Egham played a prominent part in British history as the location of Runnymede where (probably), in 1215, a reluctant King John sealed the Magna Carta. In more recent times AliG, the most famous son of Egham’s near neighbour Staines, declared the Wimpy bar on Egham High Street to be part of his turf. I may be doing Egham a disservice but, if much has happened in Egham in the intervening eight hundred years or so, it has passed me by. But three times a year, for the last few years, I’ve made the journey out to the quiet suburban town, and through it’s quiet suburban streets (if the Wimpy bar exists I’ve never noticed it) to a rather nondescript blocky building that goes by the name of Egham United Services Club. It’s a journey that has been made by large numbers of other discerning beer enthusiasts too. For, within that community Egham and it’s United Services Club have acquired a burgeoning reputation. That reputation is, as you might have guessed, based on the superlative beer festival hosted there.

After the gargantuan Great British Beer Festival in the cavernous Earls Court, Egham beer festival is indeed something completely different – intimate, modest and low-key. But the list of British beers that Bob Inman, Ian Davey and the rest of the EUSC team put together is anything but low-key. The number of beers is not huge compared to the hundreds on offer at GBBF – 70 or so is the norm – but what it lacks in quantity, it more than makes up for in quality. Where the British selection at GBBF is regarded by many as somewhat pedestrian, Egham’s is adventurous in the extreme. And some of the beers are rather extreme too. Not to mention the new, the novel and the obscure. For this reason, Egham has become a magnet for scoopers from far and wide. Even the most hardened of tickers will find plenty of new stuff. Of course it’s not that tough to disregard the quality and simply order beers that nobody, even the most seasoned ticker, has ever heard of, but the Egham guys have a happy knack getting in the good stuff and it’s certainly not just a ticker-fest. It was at Egham for instance that I first had the opportunity to try two British brewed Belgian-style tripels alongside each other – something that I would have considered quite unbelievable just a few years ago. 

So, yesterday, I found myself joining a procession of familiar faces from Egham station to the EUSC for the Summer 2011 festival. At GBBF, out of the 500 or so UK cask beers there were just about 100 that were new to me and less than half that number that I was really looking forward to trying. At Egham yesterday the list of 70 beers contained nearly 60 that I had not encountered before and I wanted to try them all. I managed to get through 26 of them yesterday before my grip on sobriety began to loosen and I decided it was time for home.
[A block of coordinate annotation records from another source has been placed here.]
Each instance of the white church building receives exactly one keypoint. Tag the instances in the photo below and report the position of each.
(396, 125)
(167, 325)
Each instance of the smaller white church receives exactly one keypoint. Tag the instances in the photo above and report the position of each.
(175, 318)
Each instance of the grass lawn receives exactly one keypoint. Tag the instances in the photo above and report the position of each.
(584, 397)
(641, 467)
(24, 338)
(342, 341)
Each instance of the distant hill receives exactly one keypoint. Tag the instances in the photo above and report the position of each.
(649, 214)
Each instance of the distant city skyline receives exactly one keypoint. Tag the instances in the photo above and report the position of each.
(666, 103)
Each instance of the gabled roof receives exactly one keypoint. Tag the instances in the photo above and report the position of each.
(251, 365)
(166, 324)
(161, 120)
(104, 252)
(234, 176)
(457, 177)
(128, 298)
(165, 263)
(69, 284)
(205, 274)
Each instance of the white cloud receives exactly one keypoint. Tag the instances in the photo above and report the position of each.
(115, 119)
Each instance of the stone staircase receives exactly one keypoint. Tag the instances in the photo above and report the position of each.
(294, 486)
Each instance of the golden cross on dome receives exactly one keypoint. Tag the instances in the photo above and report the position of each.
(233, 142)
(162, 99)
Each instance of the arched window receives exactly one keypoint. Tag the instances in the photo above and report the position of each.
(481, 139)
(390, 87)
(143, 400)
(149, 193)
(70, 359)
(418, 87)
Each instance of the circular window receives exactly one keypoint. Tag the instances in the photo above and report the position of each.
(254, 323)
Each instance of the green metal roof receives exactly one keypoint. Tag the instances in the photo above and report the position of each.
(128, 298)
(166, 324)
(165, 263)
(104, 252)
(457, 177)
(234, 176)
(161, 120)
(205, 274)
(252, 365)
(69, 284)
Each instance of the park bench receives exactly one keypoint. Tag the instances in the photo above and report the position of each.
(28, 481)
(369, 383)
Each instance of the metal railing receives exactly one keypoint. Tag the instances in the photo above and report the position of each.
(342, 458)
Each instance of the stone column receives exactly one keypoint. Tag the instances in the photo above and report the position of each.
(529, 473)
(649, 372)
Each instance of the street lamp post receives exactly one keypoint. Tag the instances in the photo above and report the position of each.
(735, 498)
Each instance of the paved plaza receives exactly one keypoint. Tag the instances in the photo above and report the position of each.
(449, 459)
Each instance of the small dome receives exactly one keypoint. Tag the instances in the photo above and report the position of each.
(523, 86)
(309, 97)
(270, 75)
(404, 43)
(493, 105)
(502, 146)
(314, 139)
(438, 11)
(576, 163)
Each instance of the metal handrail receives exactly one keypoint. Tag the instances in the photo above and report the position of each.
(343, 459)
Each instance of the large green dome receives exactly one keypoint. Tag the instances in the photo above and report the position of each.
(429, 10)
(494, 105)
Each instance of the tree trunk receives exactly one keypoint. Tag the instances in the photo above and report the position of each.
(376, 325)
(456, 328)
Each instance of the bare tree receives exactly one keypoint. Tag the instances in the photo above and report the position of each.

They included beers from 9 breweries I had never come across before and, whilst there were a fair number of “brown bitters”, I also sampled milds, porters, stouts, imperial stouts, German & Belgian style wheat beers, strong IPAs, zesty golden ales making generous use of US hop varieties and more. It would be unfair to single out particular beers (although my reviews will be appearing on Ratebeer in due course), a high proportion of which were excellent and nearly all of them were interesting – something I would be hard pressed, in all honesty, to say about the UK beer selection at GBBF.

Whilst I’m feeling a little fragile today, I will be back for more tomorrow. If you have not been to Egham beer festival before, I would urge you to give it a try. The festival is open until chucking out time on Sunday. If you can’t make it this time, the Autumn festival, to be held from the 3rd to the 6th of November should be a date for the diary.